Фифи присел перед компьютером и застучал по клавишам. Темный экран осветился, но тут же пошел серебристыми полосками.
— Мы ошиблись, — сказал он. — Камеру в детской никто не отключал. Ее просто завесили. Сейчас вернемся назад, и ты сам увидишь на записи…
На мониторе возникла картинка детской комнаты. Никакого движения в ней не наблюдалось — только на стене кружились блики, отбрасываемые ночником Хироки. Угол обзора камеры соответствовал стандартным требованиям безопасности, позволяя видеть обе кровати, дверь ванной и входную дверь. Фифи пустил запись в ускоренном режиме.

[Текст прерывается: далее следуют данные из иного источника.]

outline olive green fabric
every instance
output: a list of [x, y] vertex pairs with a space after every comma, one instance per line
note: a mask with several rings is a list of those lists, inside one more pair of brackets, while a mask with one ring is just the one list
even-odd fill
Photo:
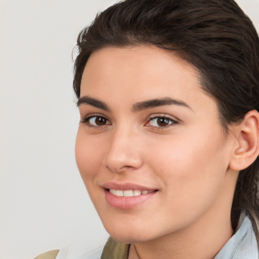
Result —
[[52, 251], [49, 251], [46, 253], [42, 253], [37, 257], [35, 257], [34, 259], [55, 259], [59, 252], [59, 250], [53, 250]]
[[104, 246], [101, 259], [127, 259], [129, 250], [129, 244], [121, 244], [110, 237]]

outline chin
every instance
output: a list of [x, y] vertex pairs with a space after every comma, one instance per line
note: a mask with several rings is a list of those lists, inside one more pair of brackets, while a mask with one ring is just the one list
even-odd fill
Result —
[[151, 241], [158, 237], [150, 235], [150, 231], [138, 229], [133, 230], [132, 228], [128, 229], [122, 228], [120, 229], [110, 229], [105, 228], [110, 235], [116, 241], [123, 244], [132, 244], [133, 243], [142, 243]]

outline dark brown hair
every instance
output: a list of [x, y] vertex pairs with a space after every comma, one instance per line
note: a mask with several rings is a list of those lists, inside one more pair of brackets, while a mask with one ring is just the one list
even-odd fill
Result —
[[[259, 111], [259, 39], [234, 0], [126, 0], [111, 6], [78, 35], [73, 81], [77, 98], [93, 52], [139, 44], [174, 51], [196, 67], [202, 87], [218, 102], [227, 132], [249, 111]], [[259, 215], [258, 173], [257, 157], [239, 173], [232, 206], [246, 208], [254, 223]]]

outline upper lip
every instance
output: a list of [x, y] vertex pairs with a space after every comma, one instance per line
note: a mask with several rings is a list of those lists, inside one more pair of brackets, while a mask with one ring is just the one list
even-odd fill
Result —
[[108, 182], [103, 185], [105, 189], [113, 189], [115, 190], [140, 190], [140, 191], [155, 191], [155, 188], [149, 188], [133, 183], [116, 183], [115, 182]]

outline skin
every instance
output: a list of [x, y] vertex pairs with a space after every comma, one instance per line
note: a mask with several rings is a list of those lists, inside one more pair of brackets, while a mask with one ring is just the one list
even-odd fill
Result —
[[[217, 104], [201, 89], [195, 68], [155, 47], [105, 48], [86, 64], [85, 96], [109, 107], [79, 102], [75, 147], [79, 171], [108, 232], [134, 243], [130, 258], [212, 258], [233, 234], [238, 172], [229, 164], [236, 141], [222, 128]], [[186, 105], [133, 109], [165, 98]], [[106, 120], [98, 126], [96, 117], [84, 120], [90, 115]], [[168, 125], [159, 127], [157, 118], [165, 116]], [[109, 181], [158, 191], [140, 205], [119, 209], [106, 200], [103, 185]]]

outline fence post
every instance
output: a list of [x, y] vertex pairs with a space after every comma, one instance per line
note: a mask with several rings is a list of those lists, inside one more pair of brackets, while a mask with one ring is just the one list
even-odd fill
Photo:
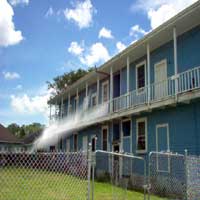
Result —
[[91, 177], [91, 161], [92, 161], [92, 144], [89, 143], [88, 148], [88, 198], [87, 200], [90, 200], [90, 177]]
[[185, 199], [188, 199], [188, 164], [187, 164], [188, 151], [185, 149]]

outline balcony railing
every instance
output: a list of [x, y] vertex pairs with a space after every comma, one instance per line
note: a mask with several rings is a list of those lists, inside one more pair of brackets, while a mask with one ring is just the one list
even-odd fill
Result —
[[[113, 112], [120, 112], [128, 108], [143, 104], [152, 104], [162, 101], [176, 94], [193, 91], [200, 88], [200, 67], [193, 68], [171, 76], [168, 79], [153, 83], [139, 90], [133, 90], [122, 96], [113, 99]], [[148, 101], [148, 92], [149, 101]]]
[[[148, 103], [153, 104], [164, 101], [195, 89], [200, 89], [200, 67], [171, 76], [164, 81], [152, 83], [150, 86], [140, 88], [139, 90], [133, 90], [104, 103], [106, 104], [106, 112], [103, 117], [108, 114], [125, 111], [129, 108], [133, 109], [147, 105]], [[149, 92], [150, 94], [148, 95]], [[88, 107], [87, 110], [92, 112], [92, 110], [97, 109], [99, 106]], [[66, 116], [65, 112], [63, 114]], [[60, 116], [53, 116], [53, 118], [60, 119]]]

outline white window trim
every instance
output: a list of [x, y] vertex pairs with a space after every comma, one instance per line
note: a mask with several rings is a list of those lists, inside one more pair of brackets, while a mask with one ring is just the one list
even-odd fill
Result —
[[156, 72], [156, 67], [158, 66], [158, 65], [160, 65], [160, 64], [165, 64], [165, 66], [166, 66], [166, 68], [167, 68], [167, 58], [165, 58], [165, 59], [162, 59], [162, 60], [160, 60], [159, 62], [156, 62], [155, 64], [154, 64], [154, 83], [156, 82], [155, 81], [155, 72]]
[[106, 81], [104, 81], [103, 83], [102, 83], [102, 90], [101, 90], [101, 98], [102, 98], [102, 103], [105, 103], [104, 102], [104, 86], [105, 85], [107, 85], [107, 87], [108, 87], [108, 90], [107, 90], [107, 96], [108, 96], [108, 101], [109, 101], [109, 81], [108, 80], [106, 80]]
[[[138, 150], [138, 123], [139, 122], [145, 122], [145, 150]], [[139, 118], [139, 119], [136, 119], [136, 153], [141, 153], [141, 154], [144, 154], [144, 153], [147, 153], [147, 150], [148, 150], [148, 133], [147, 133], [147, 130], [148, 130], [148, 124], [147, 124], [147, 117], [142, 117], [142, 118]]]
[[[123, 124], [123, 122], [126, 122], [126, 121], [130, 121], [130, 123], [131, 123], [131, 127], [130, 127], [130, 136], [124, 136], [124, 133], [123, 133], [123, 128], [122, 128], [122, 124]], [[121, 144], [121, 146], [122, 146], [122, 149], [124, 148], [123, 147], [123, 139], [125, 138], [128, 138], [128, 139], [130, 139], [130, 153], [132, 153], [132, 118], [130, 117], [130, 118], [127, 118], [127, 119], [123, 119], [122, 121], [121, 121], [121, 138], [122, 138], [122, 144]]]
[[[138, 88], [138, 68], [141, 67], [142, 65], [144, 65], [144, 90], [142, 90], [141, 88], [140, 89]], [[146, 60], [144, 60], [144, 61], [138, 63], [136, 65], [136, 67], [135, 67], [135, 70], [136, 70], [136, 72], [135, 72], [136, 79], [135, 80], [136, 80], [136, 91], [137, 91], [137, 94], [142, 94], [142, 93], [145, 92], [145, 87], [146, 87], [146, 84], [147, 84], [147, 69], [146, 69], [146, 65], [147, 65]]]
[[[158, 128], [167, 128], [167, 151], [170, 151], [170, 145], [169, 145], [169, 124], [157, 124], [156, 125], [156, 151], [158, 152]], [[158, 154], [159, 155], [159, 154]], [[158, 172], [165, 172], [170, 173], [170, 157], [168, 158], [168, 170], [160, 170], [158, 165], [158, 157], [156, 159], [156, 170]]]
[[109, 132], [108, 132], [108, 125], [104, 125], [104, 126], [102, 126], [101, 127], [101, 138], [102, 138], [102, 140], [101, 140], [101, 149], [103, 150], [103, 130], [104, 129], [106, 129], [107, 130], [107, 151], [108, 151], [108, 149], [109, 149], [109, 142], [108, 142], [108, 135], [109, 135]]
[[[96, 97], [96, 105], [92, 105], [92, 98], [94, 98], [94, 97]], [[91, 95], [91, 107], [95, 107], [95, 106], [97, 106], [97, 93], [96, 92]]]

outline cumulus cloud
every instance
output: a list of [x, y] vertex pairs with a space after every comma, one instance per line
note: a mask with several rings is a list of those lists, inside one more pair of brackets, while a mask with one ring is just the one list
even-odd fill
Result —
[[12, 109], [19, 114], [44, 114], [48, 112], [48, 100], [51, 96], [52, 90], [44, 91], [41, 94], [31, 96], [28, 94], [23, 94], [20, 96], [11, 95], [10, 104]]
[[10, 0], [11, 5], [17, 6], [19, 4], [28, 5], [29, 0]]
[[17, 72], [3, 72], [3, 76], [6, 80], [13, 80], [20, 78], [20, 75]]
[[67, 20], [75, 22], [82, 29], [91, 25], [94, 12], [91, 1], [85, 0], [76, 2], [72, 9], [66, 8], [64, 15]]
[[142, 29], [138, 24], [132, 26], [129, 31], [129, 35], [133, 38], [132, 43], [146, 35], [148, 32]]
[[7, 0], [0, 1], [0, 46], [7, 47], [22, 41], [21, 31], [15, 30], [14, 11]]
[[110, 58], [107, 48], [101, 43], [94, 43], [88, 53], [80, 57], [80, 61], [88, 66], [93, 66], [99, 62], [105, 62]]
[[144, 10], [150, 20], [151, 28], [155, 29], [181, 10], [190, 6], [197, 0], [138, 0], [131, 9]]
[[48, 17], [51, 17], [52, 15], [54, 14], [54, 10], [53, 8], [50, 6], [45, 14], [45, 17], [48, 18]]
[[112, 39], [114, 38], [112, 35], [112, 31], [103, 27], [100, 31], [99, 31], [99, 38], [108, 38], [108, 39]]
[[123, 50], [126, 48], [126, 45], [123, 44], [122, 42], [118, 41], [118, 42], [116, 43], [116, 48], [117, 48], [117, 50], [120, 52], [120, 51], [123, 51]]
[[81, 55], [82, 52], [84, 51], [84, 48], [82, 47], [83, 45], [79, 45], [78, 42], [73, 41], [71, 42], [68, 52], [74, 55]]

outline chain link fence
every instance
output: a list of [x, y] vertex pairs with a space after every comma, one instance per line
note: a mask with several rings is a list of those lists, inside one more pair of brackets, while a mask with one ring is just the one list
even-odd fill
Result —
[[86, 153], [0, 153], [1, 200], [88, 199]]
[[149, 199], [200, 199], [200, 157], [171, 153], [149, 154]]
[[[143, 157], [120, 154], [108, 151], [96, 151], [93, 155], [93, 191], [95, 182], [108, 183], [112, 198], [107, 193], [101, 194], [101, 199], [125, 200], [128, 191], [140, 191], [146, 195], [146, 163]], [[92, 199], [95, 199], [93, 196]], [[132, 196], [131, 199], [137, 199]]]
[[187, 199], [200, 199], [200, 156], [187, 156]]
[[187, 198], [185, 156], [169, 152], [149, 154], [149, 194], [166, 199]]

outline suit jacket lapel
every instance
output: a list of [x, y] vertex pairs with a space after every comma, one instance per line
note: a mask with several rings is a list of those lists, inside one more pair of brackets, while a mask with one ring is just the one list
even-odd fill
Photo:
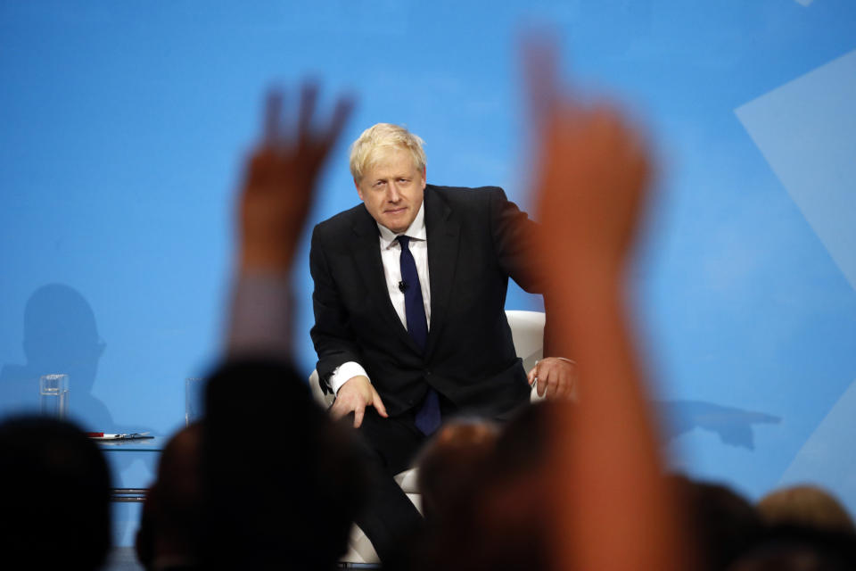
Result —
[[[365, 208], [362, 211], [365, 216], [359, 216], [354, 224], [355, 240], [352, 246], [354, 260], [360, 276], [366, 284], [368, 295], [374, 307], [380, 308], [380, 319], [387, 321], [390, 331], [407, 339], [414, 351], [419, 352], [416, 342], [401, 324], [399, 314], [392, 307], [390, 293], [386, 287], [386, 277], [383, 276], [383, 262], [381, 261], [381, 248], [378, 243], [377, 223]], [[429, 247], [430, 252], [430, 247]]]
[[425, 188], [424, 203], [431, 282], [431, 327], [425, 346], [425, 357], [428, 358], [442, 333], [457, 265], [460, 225], [449, 204], [430, 186]]

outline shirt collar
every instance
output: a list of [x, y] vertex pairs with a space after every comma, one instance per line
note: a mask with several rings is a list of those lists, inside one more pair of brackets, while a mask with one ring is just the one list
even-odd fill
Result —
[[[399, 237], [399, 235], [386, 228], [379, 222], [377, 224], [377, 229], [381, 232], [381, 247], [389, 248], [392, 245], [392, 243], [395, 242], [395, 239]], [[411, 238], [416, 240], [427, 240], [428, 234], [425, 232], [425, 201], [423, 199], [422, 203], [419, 204], [419, 211], [416, 212], [416, 218], [413, 219], [413, 222], [410, 223], [410, 226], [407, 227], [407, 229], [399, 234], [404, 234]]]

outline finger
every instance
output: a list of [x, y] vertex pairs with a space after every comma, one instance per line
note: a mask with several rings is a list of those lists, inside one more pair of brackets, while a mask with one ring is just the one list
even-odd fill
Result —
[[372, 405], [374, 407], [374, 410], [377, 410], [377, 414], [381, 415], [384, 418], [389, 418], [390, 415], [386, 413], [386, 407], [383, 406], [383, 402], [381, 401], [380, 397], [375, 398]]
[[265, 118], [262, 126], [262, 145], [274, 145], [279, 139], [280, 120], [283, 113], [283, 93], [271, 89], [265, 101]]
[[556, 391], [558, 389], [558, 383], [556, 382], [556, 376], [553, 376], [547, 382], [547, 388], [545, 389], [545, 398], [547, 399], [555, 399], [556, 396]]
[[388, 418], [389, 415], [386, 413], [386, 407], [383, 405], [383, 401], [381, 400], [381, 395], [378, 394], [374, 387], [372, 388], [372, 406], [374, 407], [374, 410], [377, 410], [379, 415], [384, 418]]
[[330, 414], [333, 416], [333, 419], [338, 420], [343, 416], [348, 414], [348, 411], [345, 410], [345, 407], [342, 405], [342, 401], [336, 399], [333, 401], [333, 406], [330, 407]]
[[312, 129], [312, 117], [315, 115], [315, 103], [318, 97], [318, 86], [315, 81], [308, 80], [300, 88], [300, 111], [297, 123], [297, 137], [302, 145], [309, 137]]
[[532, 370], [529, 371], [529, 375], [526, 376], [526, 382], [529, 383], [529, 385], [531, 386], [532, 383], [535, 382], [535, 379], [538, 378], [538, 365], [532, 367]]
[[538, 377], [538, 396], [544, 396], [544, 391], [547, 390], [547, 378]]

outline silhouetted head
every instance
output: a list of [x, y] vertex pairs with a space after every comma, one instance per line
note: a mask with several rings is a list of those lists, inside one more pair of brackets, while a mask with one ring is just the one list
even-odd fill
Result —
[[856, 534], [853, 520], [832, 493], [815, 485], [795, 485], [768, 493], [757, 504], [769, 525], [804, 525]]
[[206, 391], [205, 563], [332, 569], [364, 501], [352, 431], [276, 362], [232, 362]]
[[761, 517], [735, 491], [683, 476], [671, 476], [669, 480], [681, 501], [690, 534], [707, 569], [725, 569], [761, 537]]
[[499, 428], [488, 420], [458, 418], [445, 423], [419, 453], [422, 511], [438, 525], [457, 517], [457, 506], [481, 485], [482, 464], [492, 456]]
[[68, 286], [48, 284], [27, 301], [23, 349], [38, 375], [67, 373], [72, 392], [88, 393], [104, 345], [84, 297]]
[[146, 568], [158, 560], [188, 566], [199, 562], [202, 438], [202, 425], [193, 424], [177, 433], [160, 455], [136, 534], [137, 558]]
[[74, 425], [0, 425], [0, 553], [32, 568], [96, 569], [110, 548], [110, 474]]

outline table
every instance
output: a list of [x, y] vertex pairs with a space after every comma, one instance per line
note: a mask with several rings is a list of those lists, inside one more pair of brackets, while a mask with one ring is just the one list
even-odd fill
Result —
[[[133, 440], [99, 440], [98, 448], [105, 454], [119, 452], [152, 452], [163, 451], [169, 439], [164, 436], [154, 438], [135, 438]], [[110, 499], [111, 501], [145, 501], [147, 488], [112, 488]]]

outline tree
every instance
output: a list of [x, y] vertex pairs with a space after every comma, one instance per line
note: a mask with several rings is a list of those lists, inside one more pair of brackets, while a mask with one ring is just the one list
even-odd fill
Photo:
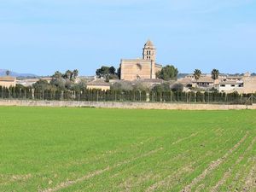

Картинка не изменилась. Мальчики спокойно спали в своих кроватях. Звездочки света продолжали кружиться на стене. Больше в комнате ничего не происходило.
И вдруг на пороге ванной возник силуэт. Женщина стояла спиной, низко нагнувшись, и что-то тащила по полу. На ней было темное платье, доходившее до пят. Кимоно. С полами, заляпанными кровью. Словно тень, она пятилась мелкими шажками, какими передвигаются старухи.